A simple way to do this when meeting new people at a networking event is to lead with the question, “If you were not here tonight, what does your normal Tuesday look like?” This allows the person you are speaking with to talk about their family, hobbies or new company they are trying to start and who does not show their passion when speaking about these topics.
4. CONNECT PEOPLE:
Being known as a “connector” is a skill that will always be in demand, and if done properly, can really boost your reputation as someone who is charismatic.
The truly charismatic want the people in their circle to succeed and are constantly working to expand it. When introducing someone, take the extra time to throw a compliment into the mix by saying some variation of the following, “Hey Ian, this is Steve, the guy I was telling you about who is great with problem solving and may be able to really help you address the challenge you are facing.”

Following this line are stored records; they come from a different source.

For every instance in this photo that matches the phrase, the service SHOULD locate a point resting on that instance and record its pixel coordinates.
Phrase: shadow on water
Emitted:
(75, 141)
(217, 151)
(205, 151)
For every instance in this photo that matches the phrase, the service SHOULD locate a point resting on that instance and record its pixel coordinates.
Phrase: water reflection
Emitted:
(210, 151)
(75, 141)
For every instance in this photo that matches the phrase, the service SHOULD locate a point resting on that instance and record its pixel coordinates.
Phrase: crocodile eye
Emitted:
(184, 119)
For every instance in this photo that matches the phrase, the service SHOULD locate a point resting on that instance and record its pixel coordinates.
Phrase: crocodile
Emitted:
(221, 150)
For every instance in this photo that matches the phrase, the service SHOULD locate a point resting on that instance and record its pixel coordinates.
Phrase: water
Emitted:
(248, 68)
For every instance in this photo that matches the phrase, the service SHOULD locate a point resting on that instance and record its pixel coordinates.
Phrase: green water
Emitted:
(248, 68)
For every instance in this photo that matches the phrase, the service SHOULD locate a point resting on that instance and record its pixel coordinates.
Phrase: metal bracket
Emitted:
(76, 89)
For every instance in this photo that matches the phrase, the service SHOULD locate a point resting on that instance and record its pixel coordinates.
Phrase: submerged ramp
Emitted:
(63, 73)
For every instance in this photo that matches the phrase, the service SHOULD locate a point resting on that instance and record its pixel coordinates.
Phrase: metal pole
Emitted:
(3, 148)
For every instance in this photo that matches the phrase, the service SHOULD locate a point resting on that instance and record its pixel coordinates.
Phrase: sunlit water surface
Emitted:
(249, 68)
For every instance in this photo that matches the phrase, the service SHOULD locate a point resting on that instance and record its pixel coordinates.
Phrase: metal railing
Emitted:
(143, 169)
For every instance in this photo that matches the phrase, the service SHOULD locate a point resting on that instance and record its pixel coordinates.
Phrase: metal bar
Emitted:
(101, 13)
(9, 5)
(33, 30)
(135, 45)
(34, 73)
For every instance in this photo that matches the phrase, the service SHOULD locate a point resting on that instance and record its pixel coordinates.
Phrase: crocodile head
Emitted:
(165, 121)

Three things happen here. Steve looks good in the eyes of Ian. You look good in both the eyes of Ian and Steve. You look even better when Steve and Ian indeed do connect and praise your name going forward, creating a touch of mystery around you, which never hurts in building charisma.

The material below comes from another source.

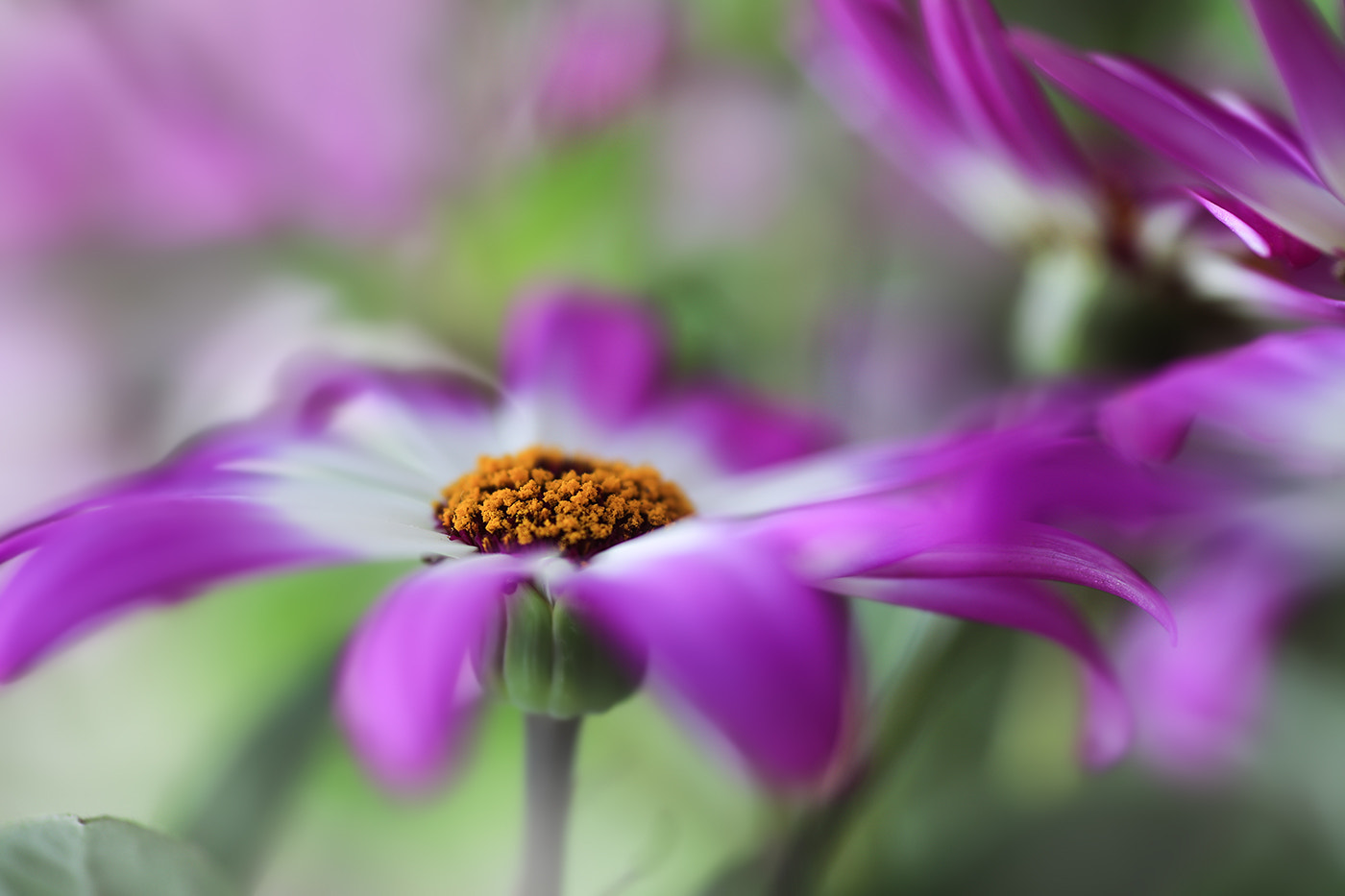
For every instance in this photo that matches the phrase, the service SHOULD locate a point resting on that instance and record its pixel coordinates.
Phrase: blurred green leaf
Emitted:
(238, 814)
(66, 856)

Nothing builds a reputation faster that being known as the person who wants the best for others.
5. GET UNCOMFORTABLE, THEN PRACTICE “STORY-TELLING”:
Being comfortable talking about yourself when the conversation turns in your direction is key in creating charisma, and “story-telling” is on this list because it is something that each of us can control and get better at with practice.
All of us have stories of our personal accounts of overcoming an obstacle that show our vulnerability. These “failure” experiences, or “hard lesson to learn” stories, delivered with a light-hearted, yet confident delivery, can go a long way in gaining charisma points.
There is no better way to get good at this than getting down on paper a handful of these experiences and recording yourself on your computer prior to taking them to the streets. The difference from “take 1” to “take 10” will be immediately evident as you will clearly see where you can improve your body language and facial gestures, when you need to raise your voice to drive a point home, and when to let the power of silence do the speaking for you.
6. AVOID ALL NEGATIVE TALK:
There is a fine line between talking about your short-comings and failures in a light-hearted way, and complaining, and those that master the difference, win.
Growing up my mom always told me that the best way to avoid complaining is to not give yourself or other people the chance.
Odds are high the last time you met with someone you lead with some form of, “What´s up?” or “How is it going?” This may seem harmless, but what we are really doing is unintentionally leaving the future conversation up to chance, leaving the door open for a laundry list of negative things to come our way.
Try starting out your next conversation with something like, “What´s going well in your life right now” or “What is the best thing to happen to you in the last month?” and take note of the high quality conversation that follows.
The best part about becoming more charismatic is that each of the things above can be practiced with each encounter.
You can practice your stories with your family and friends before telling it to new people.
You can be more conscious of your posture and how “present” you are in each conversation.
You can cut out the complaining and lead with positive questions to steer conversations in a manner that makes other people feel good about themselves.
Like any skill it, becoming more charismatic just takes practice and having the guts to fail in order to one day succeed.